The OECD has called on governments to tackle reforms at a G20 meeting of finance ministers in Shanghai. Germany's Wolfgang Schäuble weighed in, saying continued regulation was needed to make markets less volatile.

G20-Gipfel in Schanghai
Image: Reuters/A. Song

The Organization for Economic Cooperation and Development (OECD) told policymakers in Shanghai that reforms at home must be tackled in order for countries to experience a rise in economic growth.

"Global growth prospects remain clouded in the near term," it said, adding that "the case for structural reforms, combined with supporting demand policies, remains strong."

In its "Going for Growth" interim report, the OECD proposed several reforms to policymakers at the start of a G20 finance ministers and central bank governors meeting in Shanghai.
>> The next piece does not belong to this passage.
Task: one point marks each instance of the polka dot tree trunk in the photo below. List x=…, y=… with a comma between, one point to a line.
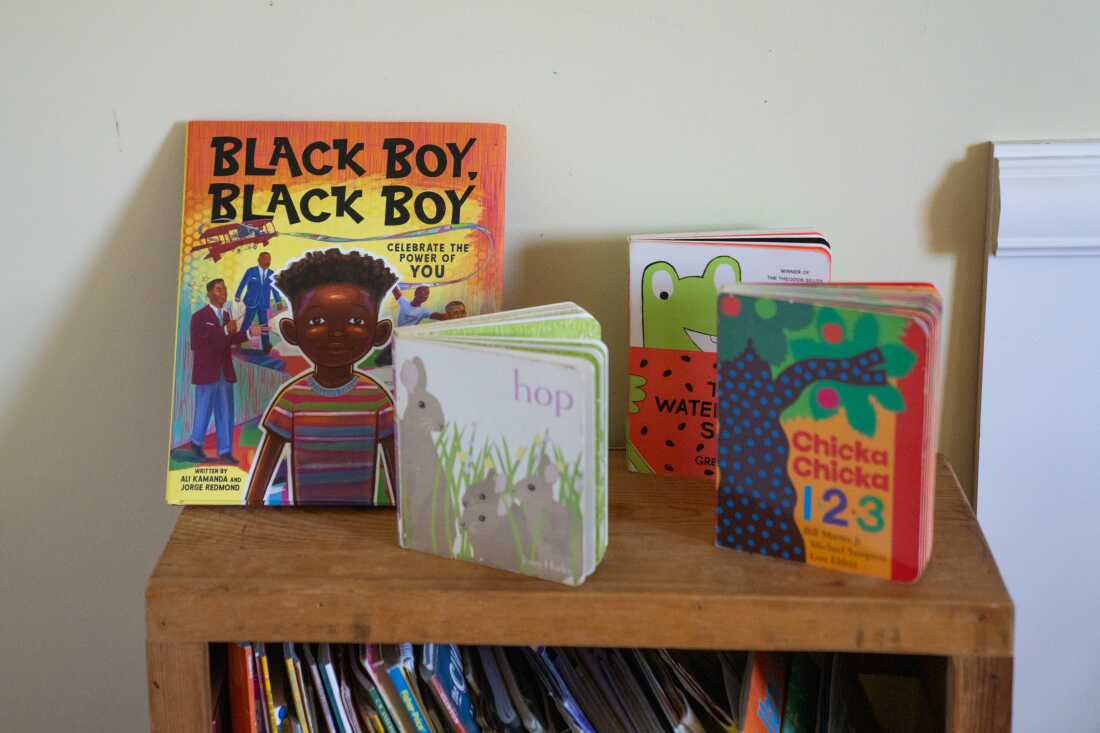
x=757, y=502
It added that many of the recommended proposals could kickstart growth in their countries.

Promoting entrepreneurship, labor mobility and higher productivity were said to be among the OECD's proposals. Attracting private investment for public infrastructure and changing unemployment benefits were also on OECD's list.

The OECD added that promoting entrepreneurship and making good use of knowledge and technology were a "reform priority," acknowledging that many of the reforms could improve growth quickly, save governments money and improve the global economy.

Failure to promote growth

The group then criticized governments for failing to reverse a slowdown in reforms in 2013 and 2014, adding that many countries had not done enough to promote growth. It added that Japan, China, India and Mexico had fared well in tackling reforms, but said that Northern European countries weren't as proactive as Southern European countries.

However, OECD did acknowledge the budget restraints of the governments present at the meeting, saying again that the proposals for growth could also improve the employment situation in many of the countries.

"Countries with very limited budgetary room may have to prioritise on high short-term returns or on low-cost measures," it said, admitting that many of the reforms would need upfront investments, which many of the governments are said to not be able to afford.

'Monetary policy is exhausted'

Germany's Minister of Finance Wolfgang Schäuble had similar words, calling for structured reforms and continued financial regulations.

"We must make clear that the room for monetary policy is exhausted...and we have to think about how to get reforms implemented," Schäuble said, while at the G20 meeting.

Schäuble added that stopping financial regulation "would be a terrible mistake."